The audit of our small series demonstrates that, at least in childhood, and with appropriate medical care and psychological support, it is possible to defer genital surgery. Whilst so far no major concerns have been reported from patients and their families, it remains unclear whether patients will continue to accept their diversity as they grow.
Clitoromegaly may be obvious enough to peers and may become the element and basis of bullying. One would have to put this in context of the current vogue among ‘normal’ women (with no genital ambiguity) to readily explore their genital area and opt for plastic surgery to their normal labia minora or clitoral prepuce, in order to diminish tissue that protrudes in the genital region [3]. In this current trend, a girl growing with clitoromegaly and ambiguous genitalia should be under frequent psychological support to enable better understanding of the condition and reinforce strategies to cope with being diverse.
Nevertheless, the degree of clitoromegaly may not be accurately assessed at birth as the newborn’s genitals are under the full influence of adrenal androgens and maternal oestrogens. Although clitoromegaly is not reversible, anecdotal reports and our experience suggest that the clitoris could decrease in size as higher doses of glucocorticoid and mineralocorticoid replacement are instituted for the first year of life. Furthermore, as the child grows the relative larger size of the clitoris might become less evident.
A personalized regimen of glucocorticoids needs to be defined within the therapeutic window, maintaining complete suppression of androstenedione and testosterone production and avoiding the unwanted effects of chronic hypercorticism. Individualized dosage and daily administration timing should be defined pragmatically in each patient instead of a per kg dogmatic prescription expected to fit all cases.
Compliance to medication is a reported concern in 21-OHD, particularly when adolescents start to be more rebellious and independent, omitting dosages or resisting and resenting treatment all together. This explains why a proportion of patients operated in childhood may need revisions to the clitoris in adolescence because of regrowth of tissue in puberty, due to a resurgence of androgens.
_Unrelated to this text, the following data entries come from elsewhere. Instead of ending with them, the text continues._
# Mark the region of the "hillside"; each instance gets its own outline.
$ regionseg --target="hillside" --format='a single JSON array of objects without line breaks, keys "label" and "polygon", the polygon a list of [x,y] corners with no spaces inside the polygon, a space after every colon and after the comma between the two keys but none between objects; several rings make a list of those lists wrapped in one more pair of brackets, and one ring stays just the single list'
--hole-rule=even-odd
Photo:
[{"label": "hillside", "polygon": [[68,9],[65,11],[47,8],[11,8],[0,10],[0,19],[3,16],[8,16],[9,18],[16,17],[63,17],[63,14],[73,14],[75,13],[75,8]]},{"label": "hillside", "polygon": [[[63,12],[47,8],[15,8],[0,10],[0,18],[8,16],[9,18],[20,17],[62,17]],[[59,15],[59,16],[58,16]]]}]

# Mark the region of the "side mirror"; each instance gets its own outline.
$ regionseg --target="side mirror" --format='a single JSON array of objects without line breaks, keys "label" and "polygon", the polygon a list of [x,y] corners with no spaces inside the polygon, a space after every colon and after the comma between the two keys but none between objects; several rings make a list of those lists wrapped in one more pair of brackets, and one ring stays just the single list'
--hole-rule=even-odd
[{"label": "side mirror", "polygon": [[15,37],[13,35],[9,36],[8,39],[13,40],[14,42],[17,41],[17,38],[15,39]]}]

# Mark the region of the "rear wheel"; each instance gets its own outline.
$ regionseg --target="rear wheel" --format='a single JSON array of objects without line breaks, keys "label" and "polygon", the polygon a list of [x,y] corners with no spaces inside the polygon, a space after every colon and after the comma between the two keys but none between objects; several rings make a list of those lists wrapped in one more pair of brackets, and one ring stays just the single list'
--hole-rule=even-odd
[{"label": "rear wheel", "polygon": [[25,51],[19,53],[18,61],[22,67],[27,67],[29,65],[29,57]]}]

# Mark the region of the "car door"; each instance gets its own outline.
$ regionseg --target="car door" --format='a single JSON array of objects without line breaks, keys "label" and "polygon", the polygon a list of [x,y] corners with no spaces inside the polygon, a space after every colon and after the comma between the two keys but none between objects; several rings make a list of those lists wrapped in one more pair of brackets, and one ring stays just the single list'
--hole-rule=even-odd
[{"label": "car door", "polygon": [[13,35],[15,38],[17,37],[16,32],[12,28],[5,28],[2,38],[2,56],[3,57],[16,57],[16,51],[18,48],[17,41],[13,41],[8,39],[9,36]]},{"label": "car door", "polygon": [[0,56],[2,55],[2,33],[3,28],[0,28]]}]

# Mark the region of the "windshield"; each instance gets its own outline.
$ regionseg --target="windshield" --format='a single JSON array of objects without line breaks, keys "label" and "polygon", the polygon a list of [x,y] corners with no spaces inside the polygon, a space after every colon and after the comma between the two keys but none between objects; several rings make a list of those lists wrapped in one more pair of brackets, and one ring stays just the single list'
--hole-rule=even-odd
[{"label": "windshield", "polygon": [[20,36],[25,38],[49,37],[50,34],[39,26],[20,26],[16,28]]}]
With this in mind a stricter control with more frequent visits and better psychological support would be required in adolescence [1].
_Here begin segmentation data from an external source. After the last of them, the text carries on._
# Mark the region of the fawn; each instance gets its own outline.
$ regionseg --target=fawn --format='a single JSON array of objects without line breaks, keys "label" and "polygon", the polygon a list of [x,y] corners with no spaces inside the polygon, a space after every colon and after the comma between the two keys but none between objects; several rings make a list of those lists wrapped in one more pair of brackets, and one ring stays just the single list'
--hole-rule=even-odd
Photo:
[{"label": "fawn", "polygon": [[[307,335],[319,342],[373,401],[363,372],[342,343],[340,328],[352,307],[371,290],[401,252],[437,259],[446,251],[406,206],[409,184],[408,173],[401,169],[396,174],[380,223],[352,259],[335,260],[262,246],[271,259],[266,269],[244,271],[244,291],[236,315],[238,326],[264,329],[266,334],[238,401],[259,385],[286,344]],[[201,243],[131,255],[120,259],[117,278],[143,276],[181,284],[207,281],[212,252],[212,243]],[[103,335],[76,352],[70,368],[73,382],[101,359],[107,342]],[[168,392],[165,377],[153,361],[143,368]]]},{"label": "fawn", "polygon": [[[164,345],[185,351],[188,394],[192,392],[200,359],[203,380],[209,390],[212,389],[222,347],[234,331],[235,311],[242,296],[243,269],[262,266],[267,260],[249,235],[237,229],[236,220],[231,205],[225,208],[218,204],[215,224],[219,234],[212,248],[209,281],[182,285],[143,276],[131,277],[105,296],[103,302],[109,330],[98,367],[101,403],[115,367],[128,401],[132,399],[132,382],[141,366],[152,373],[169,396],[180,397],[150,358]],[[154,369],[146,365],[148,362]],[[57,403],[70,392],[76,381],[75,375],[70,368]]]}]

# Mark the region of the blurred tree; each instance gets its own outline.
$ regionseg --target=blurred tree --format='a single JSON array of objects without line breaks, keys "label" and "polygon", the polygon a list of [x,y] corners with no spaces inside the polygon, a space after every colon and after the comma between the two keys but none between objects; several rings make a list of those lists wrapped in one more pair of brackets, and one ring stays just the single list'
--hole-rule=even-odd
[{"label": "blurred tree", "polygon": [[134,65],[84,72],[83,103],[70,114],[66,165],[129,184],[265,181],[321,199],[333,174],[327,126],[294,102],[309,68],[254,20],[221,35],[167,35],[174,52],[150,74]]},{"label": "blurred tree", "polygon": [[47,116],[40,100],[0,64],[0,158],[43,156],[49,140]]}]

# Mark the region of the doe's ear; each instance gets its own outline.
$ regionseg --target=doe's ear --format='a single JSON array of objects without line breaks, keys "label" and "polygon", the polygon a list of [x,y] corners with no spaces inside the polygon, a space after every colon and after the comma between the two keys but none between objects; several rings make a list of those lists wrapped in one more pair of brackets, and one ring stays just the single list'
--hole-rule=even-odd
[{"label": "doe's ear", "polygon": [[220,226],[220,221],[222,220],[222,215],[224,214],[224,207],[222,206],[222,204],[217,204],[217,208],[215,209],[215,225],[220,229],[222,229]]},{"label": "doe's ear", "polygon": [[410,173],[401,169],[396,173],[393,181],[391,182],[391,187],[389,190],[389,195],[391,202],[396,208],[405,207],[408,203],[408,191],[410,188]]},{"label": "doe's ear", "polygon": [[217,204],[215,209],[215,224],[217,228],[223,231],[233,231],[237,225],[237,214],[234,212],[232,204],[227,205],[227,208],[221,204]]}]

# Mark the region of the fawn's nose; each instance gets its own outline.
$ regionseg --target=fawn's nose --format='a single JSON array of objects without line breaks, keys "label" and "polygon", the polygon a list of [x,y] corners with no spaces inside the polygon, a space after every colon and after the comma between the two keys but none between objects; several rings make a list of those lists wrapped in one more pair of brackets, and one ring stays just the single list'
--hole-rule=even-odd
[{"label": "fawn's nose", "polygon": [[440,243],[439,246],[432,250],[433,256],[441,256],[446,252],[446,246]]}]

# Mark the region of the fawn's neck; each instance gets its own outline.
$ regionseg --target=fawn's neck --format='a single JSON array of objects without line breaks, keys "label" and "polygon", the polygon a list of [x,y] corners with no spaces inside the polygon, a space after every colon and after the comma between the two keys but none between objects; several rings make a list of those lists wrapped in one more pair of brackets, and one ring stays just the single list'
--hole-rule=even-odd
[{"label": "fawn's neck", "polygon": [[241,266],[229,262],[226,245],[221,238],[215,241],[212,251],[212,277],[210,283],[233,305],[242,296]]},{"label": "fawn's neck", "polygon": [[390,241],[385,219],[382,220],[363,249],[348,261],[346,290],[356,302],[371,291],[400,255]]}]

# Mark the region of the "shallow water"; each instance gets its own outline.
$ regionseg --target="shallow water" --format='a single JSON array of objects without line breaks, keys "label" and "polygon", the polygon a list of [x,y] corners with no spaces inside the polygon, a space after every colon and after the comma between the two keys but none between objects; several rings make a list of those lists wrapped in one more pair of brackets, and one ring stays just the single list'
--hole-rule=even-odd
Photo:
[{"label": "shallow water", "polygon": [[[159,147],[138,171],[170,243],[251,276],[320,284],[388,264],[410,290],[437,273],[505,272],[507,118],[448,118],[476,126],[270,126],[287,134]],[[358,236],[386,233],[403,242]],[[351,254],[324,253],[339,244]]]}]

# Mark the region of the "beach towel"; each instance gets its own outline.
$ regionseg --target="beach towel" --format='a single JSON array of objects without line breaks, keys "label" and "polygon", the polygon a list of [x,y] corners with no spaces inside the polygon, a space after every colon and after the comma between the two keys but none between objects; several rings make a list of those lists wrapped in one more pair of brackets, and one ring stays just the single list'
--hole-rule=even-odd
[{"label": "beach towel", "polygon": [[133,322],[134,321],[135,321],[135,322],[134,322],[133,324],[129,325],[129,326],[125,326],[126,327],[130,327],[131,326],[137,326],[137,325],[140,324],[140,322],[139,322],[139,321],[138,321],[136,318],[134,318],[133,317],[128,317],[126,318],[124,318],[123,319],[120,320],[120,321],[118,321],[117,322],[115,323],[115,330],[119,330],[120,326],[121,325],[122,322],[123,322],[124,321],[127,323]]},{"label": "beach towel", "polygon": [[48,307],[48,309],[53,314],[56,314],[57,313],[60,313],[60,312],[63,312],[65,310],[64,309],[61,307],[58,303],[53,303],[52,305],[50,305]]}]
When the girl reaches adolescence, an examination under anaesthesia, a cystoscopy and vaginoplasty will allow for an accurate evaluation of the girl’s genitalia, including measuring the width and length of the clitoris and assessing the distance of the urethral and vaginal confluence to the perineum and the caliber of the vagina. This examination is usually organized on a day surgery basis and can easily be accommodated around school commitments, so as to interfere to a minimum with the lifestyle of the girl.
A vaginoplasty performed in adolescence is technically similar to the one performed in infancy. Advantages in adolescence are the larger caliber of the proximal vagina, allowing for a better end result at the level of anastomosis. Certainly the presence of oestrogens should allow for easier tissue plane identification and postoperative healing. Further to these technical advantages, an adolescent is in a better position to perform postoperative vaginal dilation, which will be required to avoid the formation of strictures, a complication often reported in the literature in as high as 50% of patients having had a vaginoplasty in childhood [2, 5, 6, 11].
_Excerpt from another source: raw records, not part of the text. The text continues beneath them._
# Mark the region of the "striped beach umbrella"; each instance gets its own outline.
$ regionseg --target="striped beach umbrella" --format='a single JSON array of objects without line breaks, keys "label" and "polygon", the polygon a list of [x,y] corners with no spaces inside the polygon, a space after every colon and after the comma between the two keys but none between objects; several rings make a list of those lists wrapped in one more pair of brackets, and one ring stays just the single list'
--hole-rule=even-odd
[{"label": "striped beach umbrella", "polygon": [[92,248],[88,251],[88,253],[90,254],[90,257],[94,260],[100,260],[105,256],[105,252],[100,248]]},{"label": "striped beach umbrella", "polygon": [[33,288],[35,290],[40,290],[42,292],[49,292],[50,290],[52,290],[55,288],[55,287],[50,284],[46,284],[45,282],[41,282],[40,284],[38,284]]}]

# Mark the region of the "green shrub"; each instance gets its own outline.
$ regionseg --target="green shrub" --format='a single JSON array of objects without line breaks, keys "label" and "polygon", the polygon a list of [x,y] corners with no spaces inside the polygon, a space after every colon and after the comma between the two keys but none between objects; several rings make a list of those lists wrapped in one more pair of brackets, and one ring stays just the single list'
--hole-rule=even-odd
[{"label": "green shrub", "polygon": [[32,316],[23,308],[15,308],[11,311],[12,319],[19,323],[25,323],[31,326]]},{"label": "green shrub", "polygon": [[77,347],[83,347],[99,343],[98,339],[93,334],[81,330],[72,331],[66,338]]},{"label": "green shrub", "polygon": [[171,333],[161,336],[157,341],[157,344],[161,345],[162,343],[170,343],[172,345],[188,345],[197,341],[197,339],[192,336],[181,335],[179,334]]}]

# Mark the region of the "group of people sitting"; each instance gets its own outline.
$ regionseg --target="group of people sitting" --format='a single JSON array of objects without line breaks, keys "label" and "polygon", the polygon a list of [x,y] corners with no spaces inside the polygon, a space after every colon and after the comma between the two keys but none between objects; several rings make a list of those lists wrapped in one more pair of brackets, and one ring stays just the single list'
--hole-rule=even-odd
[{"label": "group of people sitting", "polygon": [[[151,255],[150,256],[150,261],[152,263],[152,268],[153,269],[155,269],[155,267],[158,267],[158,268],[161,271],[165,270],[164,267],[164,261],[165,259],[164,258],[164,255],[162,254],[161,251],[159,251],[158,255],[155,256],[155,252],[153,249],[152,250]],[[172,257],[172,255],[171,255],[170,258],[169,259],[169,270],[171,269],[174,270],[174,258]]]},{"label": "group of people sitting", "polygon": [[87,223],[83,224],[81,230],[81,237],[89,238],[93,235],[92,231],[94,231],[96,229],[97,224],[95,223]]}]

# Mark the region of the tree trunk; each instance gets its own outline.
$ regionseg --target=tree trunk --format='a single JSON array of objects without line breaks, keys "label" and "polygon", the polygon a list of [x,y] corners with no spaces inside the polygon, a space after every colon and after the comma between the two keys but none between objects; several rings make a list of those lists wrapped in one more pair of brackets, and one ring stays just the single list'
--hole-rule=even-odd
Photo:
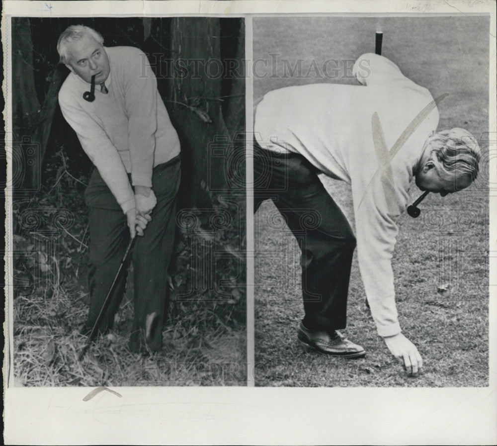
[{"label": "tree trunk", "polygon": [[181,204],[208,208],[210,192],[226,183],[224,166],[230,144],[220,100],[219,19],[174,18],[171,35],[174,68],[168,99],[186,167],[182,195],[189,202]]},{"label": "tree trunk", "polygon": [[41,184],[41,167],[47,149],[57,95],[64,81],[60,67],[50,75],[50,85],[40,107],[35,88],[33,42],[29,19],[12,19],[12,132],[15,178],[17,190],[34,191]]}]

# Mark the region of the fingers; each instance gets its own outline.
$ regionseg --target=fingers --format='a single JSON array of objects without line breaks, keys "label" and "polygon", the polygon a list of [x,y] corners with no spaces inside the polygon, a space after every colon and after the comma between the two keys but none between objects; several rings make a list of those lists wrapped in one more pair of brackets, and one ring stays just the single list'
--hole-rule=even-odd
[{"label": "fingers", "polygon": [[405,353],[401,357],[400,362],[410,376],[415,376],[418,372],[422,371],[423,360],[417,349]]},{"label": "fingers", "polygon": [[[143,237],[143,231],[147,227],[147,224],[152,220],[152,217],[149,214],[146,214],[142,215],[141,214],[137,214],[135,216],[134,224],[130,226],[130,230],[132,227],[135,230],[136,233],[140,237]],[[133,238],[135,235],[131,234],[131,238]]]},{"label": "fingers", "polygon": [[135,238],[135,236],[136,235],[136,229],[135,228],[134,223],[128,221],[128,227],[129,228],[130,236],[131,237],[131,239],[133,239]]}]

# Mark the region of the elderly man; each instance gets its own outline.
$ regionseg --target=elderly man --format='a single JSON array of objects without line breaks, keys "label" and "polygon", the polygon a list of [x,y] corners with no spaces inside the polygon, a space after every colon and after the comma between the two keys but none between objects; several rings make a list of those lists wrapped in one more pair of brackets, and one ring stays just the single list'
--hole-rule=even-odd
[{"label": "elderly man", "polygon": [[[57,44],[61,62],[71,70],[59,93],[61,109],[96,167],[84,194],[89,208],[90,306],[83,332],[90,331],[130,237],[137,234],[130,348],[155,352],[162,348],[179,141],[144,53],[103,44],[99,34],[82,25],[70,26]],[[112,326],[126,277],[118,278],[102,333]]]},{"label": "elderly man", "polygon": [[[357,245],[378,333],[414,374],[422,360],[401,333],[395,305],[396,220],[406,208],[413,177],[421,190],[442,196],[468,187],[478,174],[480,149],[462,129],[435,133],[433,97],[390,61],[365,54],[353,73],[364,85],[291,87],[269,92],[259,103],[255,209],[272,199],[299,241],[305,316],[298,339],[304,346],[347,357],[365,355],[338,331],[345,327]],[[355,236],[320,173],[351,184]]]}]

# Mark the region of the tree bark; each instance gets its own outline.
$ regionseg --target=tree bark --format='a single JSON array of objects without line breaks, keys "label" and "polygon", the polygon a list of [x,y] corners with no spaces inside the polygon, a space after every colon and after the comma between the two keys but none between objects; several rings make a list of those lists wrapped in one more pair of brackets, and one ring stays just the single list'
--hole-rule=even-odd
[{"label": "tree bark", "polygon": [[220,100],[219,19],[174,18],[171,35],[168,99],[185,168],[182,195],[189,202],[182,205],[205,209],[212,206],[210,192],[226,183],[223,152],[230,143]]},{"label": "tree bark", "polygon": [[12,150],[22,160],[15,166],[22,171],[12,173],[16,178],[13,187],[17,190],[34,191],[41,184],[42,164],[64,75],[59,67],[52,71],[40,106],[35,88],[29,19],[12,19]]}]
Irrespective of potential technical benefits of performing surgery later in life, a major ethical advantage stems from the fact that the patient herself can be involved in the decision to proceed or not with an operation to the clitoris, taking into account the implications of surgery, the benefits to appearance and the possible risks to genital sensation and sexual function. It is perceived that a number of patients may opt against surgery all together as they grow, either because of a decreased size of the clitoris (relative or true) or because of a concern of effects of surgery on genital sensitivity. In either case it can be her choice to proceed to a clitoral reduction, even if the parent or guardian still has the legal responsibility for the operation.
We will collect preliminary results over the next few years, regarding concerns stemming from the ambiguity of the genitalia during childhood. However, the final outcome of a study should be long term adjustment, both with regards to sexuality and quality of life. It is obvious that these results will be available fifteen to twenty years from now, when current infants with 21-OHD will be entering adolescence and adulthood. Development of a prospective study with long follow up needs planning not only with regards to a well-designed protocol and measures to decrease dropout rates and patients lost to follow up. We also need to provide continuity of care within our service, to the next generation of researchers and clinicians, the current trainees or young specialists that will be gathering and analyzing results in the future.